Inizio dal libro, dove a pagina 17 si legge: “La domanda: «Dove stiamo oggi?» fa innanzitutto sorgere la contro domanda: «Ma stiamo poi da qualche parte?» È evidente che ci troviamo in movimento e, precisamente, in una forma di movimento che non possiamo chiamare propriamente «andare», né «procedere» e nemmeno «camminare». Da tempo invece tale movimento si compie accelerando: in crescente accelerazione . È un presupposto da cui non si può prescindere, se si vuole parlare dello stato delle cose”.
Ed eccomi a google cui sono stati sufficienti 10 anni appena compiuti per cambiare il modo di fare ricerca su internet, fruire e generare informazioni. Non c’è ambito in cui questi cambiamenti non si siano imposti molto rapidamente (ecco il perché delle righe sull’accelerazione). Alcuni numeri danno conto della rapidità con cui google si è imposto come motore di ricerca condizionando e cambiando il modo di fare ricerca su internet, anzi: rendendo internet lo strumento che oggi è: il 70% delle ricerche che avviene su internet passa per google con oltre 2 miliardi e mezzo di contatti mese alle sue pagine.
Su Google, digitando HIV si ottengono circa 68.700.000 “risultati” dovendo “aspettare” solo 0,09 secondi. Numericamente maggiori i risultati digitando “AIDS”: circa 172.000.000, e più prolungata “l’attesa”, ben 0,11 secondi.
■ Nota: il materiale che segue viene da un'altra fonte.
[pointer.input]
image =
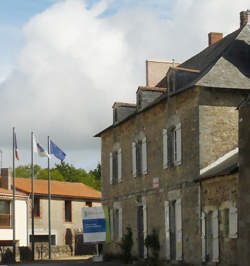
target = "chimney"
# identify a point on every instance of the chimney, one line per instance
(6, 178)
(244, 18)
(214, 37)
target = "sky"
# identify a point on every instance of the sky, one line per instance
(63, 63)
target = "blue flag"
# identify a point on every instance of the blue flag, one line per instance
(58, 153)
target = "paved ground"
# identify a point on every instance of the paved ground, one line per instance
(68, 262)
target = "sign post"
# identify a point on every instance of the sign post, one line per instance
(95, 224)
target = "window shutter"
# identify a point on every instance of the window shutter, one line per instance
(215, 235)
(167, 230)
(111, 217)
(203, 237)
(165, 148)
(111, 168)
(178, 144)
(119, 165)
(233, 222)
(120, 223)
(178, 219)
(134, 159)
(144, 156)
(145, 228)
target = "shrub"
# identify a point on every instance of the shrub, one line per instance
(25, 254)
(126, 246)
(8, 257)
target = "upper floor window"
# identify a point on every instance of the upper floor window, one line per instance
(139, 157)
(172, 147)
(68, 211)
(5, 213)
(115, 169)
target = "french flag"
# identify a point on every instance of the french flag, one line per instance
(16, 149)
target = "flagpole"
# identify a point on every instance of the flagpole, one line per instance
(49, 195)
(32, 196)
(14, 197)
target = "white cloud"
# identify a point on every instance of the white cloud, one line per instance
(74, 65)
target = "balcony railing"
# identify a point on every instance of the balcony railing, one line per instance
(5, 220)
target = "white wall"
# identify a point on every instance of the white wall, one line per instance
(21, 225)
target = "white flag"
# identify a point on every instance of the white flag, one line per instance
(39, 149)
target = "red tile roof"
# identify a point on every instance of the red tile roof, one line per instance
(6, 192)
(58, 188)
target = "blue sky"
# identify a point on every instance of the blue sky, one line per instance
(63, 63)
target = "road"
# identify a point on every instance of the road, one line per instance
(69, 263)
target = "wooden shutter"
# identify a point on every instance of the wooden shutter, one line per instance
(120, 231)
(233, 222)
(167, 230)
(119, 165)
(145, 228)
(165, 148)
(215, 235)
(134, 159)
(111, 168)
(203, 237)
(178, 144)
(111, 218)
(178, 220)
(144, 156)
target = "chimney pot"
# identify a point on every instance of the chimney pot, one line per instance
(6, 178)
(214, 37)
(244, 18)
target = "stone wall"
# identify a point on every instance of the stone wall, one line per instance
(150, 124)
(244, 184)
(221, 193)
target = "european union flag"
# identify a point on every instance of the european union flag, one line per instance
(58, 153)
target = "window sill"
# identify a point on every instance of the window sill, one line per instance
(6, 227)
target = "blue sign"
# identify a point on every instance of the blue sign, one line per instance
(94, 225)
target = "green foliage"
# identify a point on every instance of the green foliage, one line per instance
(96, 172)
(126, 246)
(54, 175)
(153, 245)
(64, 172)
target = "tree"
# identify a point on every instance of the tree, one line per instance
(96, 172)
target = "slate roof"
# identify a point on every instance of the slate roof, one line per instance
(6, 192)
(58, 188)
(224, 165)
(225, 64)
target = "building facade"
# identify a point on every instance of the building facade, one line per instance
(152, 159)
(67, 201)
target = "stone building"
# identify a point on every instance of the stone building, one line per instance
(160, 156)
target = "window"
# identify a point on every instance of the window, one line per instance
(117, 223)
(5, 213)
(115, 160)
(36, 207)
(68, 211)
(139, 157)
(172, 147)
(88, 203)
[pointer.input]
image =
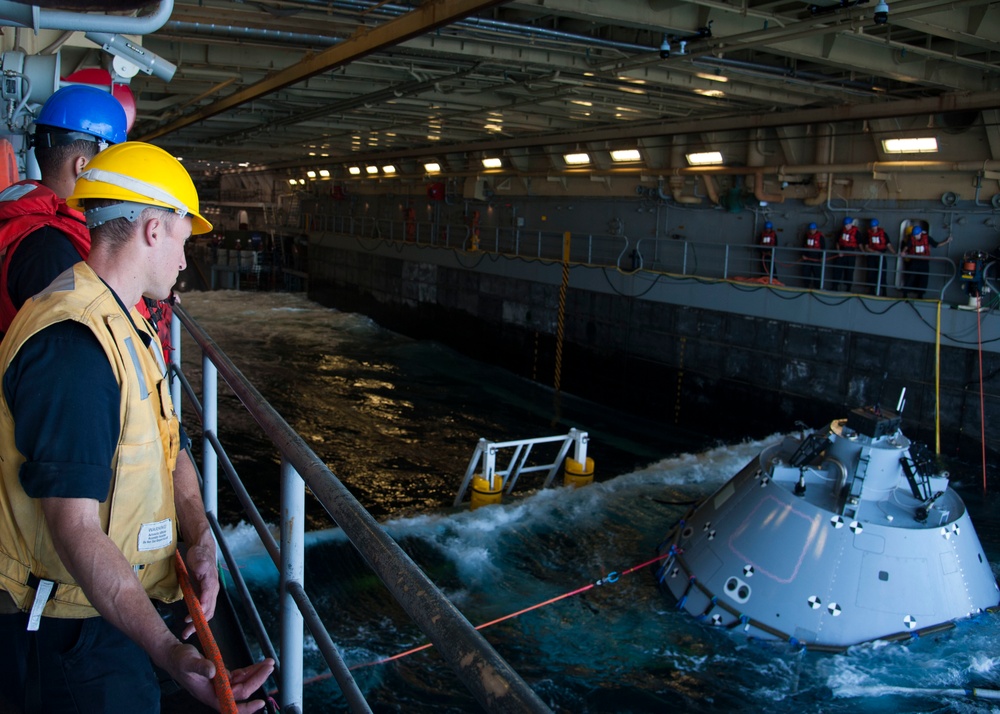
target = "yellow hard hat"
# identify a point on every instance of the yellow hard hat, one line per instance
(142, 174)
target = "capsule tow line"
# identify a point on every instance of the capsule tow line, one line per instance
(223, 688)
(608, 579)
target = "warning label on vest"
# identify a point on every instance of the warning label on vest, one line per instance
(153, 536)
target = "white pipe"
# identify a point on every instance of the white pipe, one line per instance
(20, 15)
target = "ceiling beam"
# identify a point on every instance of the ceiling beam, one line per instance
(427, 17)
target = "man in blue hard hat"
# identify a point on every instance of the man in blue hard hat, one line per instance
(768, 241)
(878, 247)
(812, 258)
(40, 236)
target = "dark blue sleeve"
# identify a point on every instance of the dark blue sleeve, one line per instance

Alla base di questo successo, oltre che la capacità imprenditoriale di Larry Page e Sergey Brin, che il 7 settembre del 1998 registrarono la loro Azienda nell’apposito repertorio in California, anche l’idea alla base dell’algoritmo di google, il PageRank, che alla fine altro non è se non la teoria della rete: la forza e la “potenza” di una pagina è diretta conseguenza di quanti più link ha.
Pensato e realizzato sin dall’inizio come una sorta di epicentro dello scibile umano, l’approccio seguito da Google fu quello di abbandonare le tecniche empiriche all’epoca utilizzate dagli altri motori di ricerca e costruire un sistema di analisi matematica per impostare la relazione tra i diversi siti.
In dieci anni di vita Google ha resistito a offerte di acquisito da capogiro nel 2003 dicendo no a Bill Gates e nel 2004 al un’offerta pubblica iniziale di 4 miliardi di dollari formulata da Morgan Stanley e Goldman Sachs Group.
Tutto iniziò con 4 computer e il contributo di un investitore pari a 100.000 dollari. Oggi Google, oltre ad essere uno dei marchi più noti al mondo, conta su 19.000 dipendenti, gestisce il 40% della pubblicità online, ha un ritmo di crescita annuale del 35% e un giro d’affari di 17 miliardi di dollari annuali (di cui 5 sono di utile): ecco perché sia Google oggi a fare shopping nel supermercato del web 2.0 procedendo ad acquisizioni importanti come quella di Youtube.
Nel corso degli anni i servizi del portale sono cresciuti e sono così popolari da non doverli elencare (ad esempio gmail, google earth ), oppure la possibilità di fare ricerca per immagini, una versione beta di google per fare ricerca tra i blog, oppure ancora il sistema automatizzato di news che ricerca in rete tra le diverse testate le informazioni più recenti. Ovvio che questo provochi un effetto moltiplicatore della fruizione e della distribuzione delle informazioni, rendendo ancora più esplosivo il giornalismo via web.
Il giornalismo 2.0 è un fenomeno che analizzeremo in dettaglio in un prossimo speciale. Ora, a tal proposito, ci preme solo sottolineare come il prestigioso Premio Pulitzer apra all’informazione via web, decidendo per l’edizione del 2009 di ammettere anche l’informazione on-line. Dall’edizione 2009 le candidature di quotidiani e testate esclusivamente digitali saranno ammesse, potendosi iscriversi a tutte e 14 le categorie del più famoso premio giornalistico del mondo organizzato annualmente dalla Columbia University.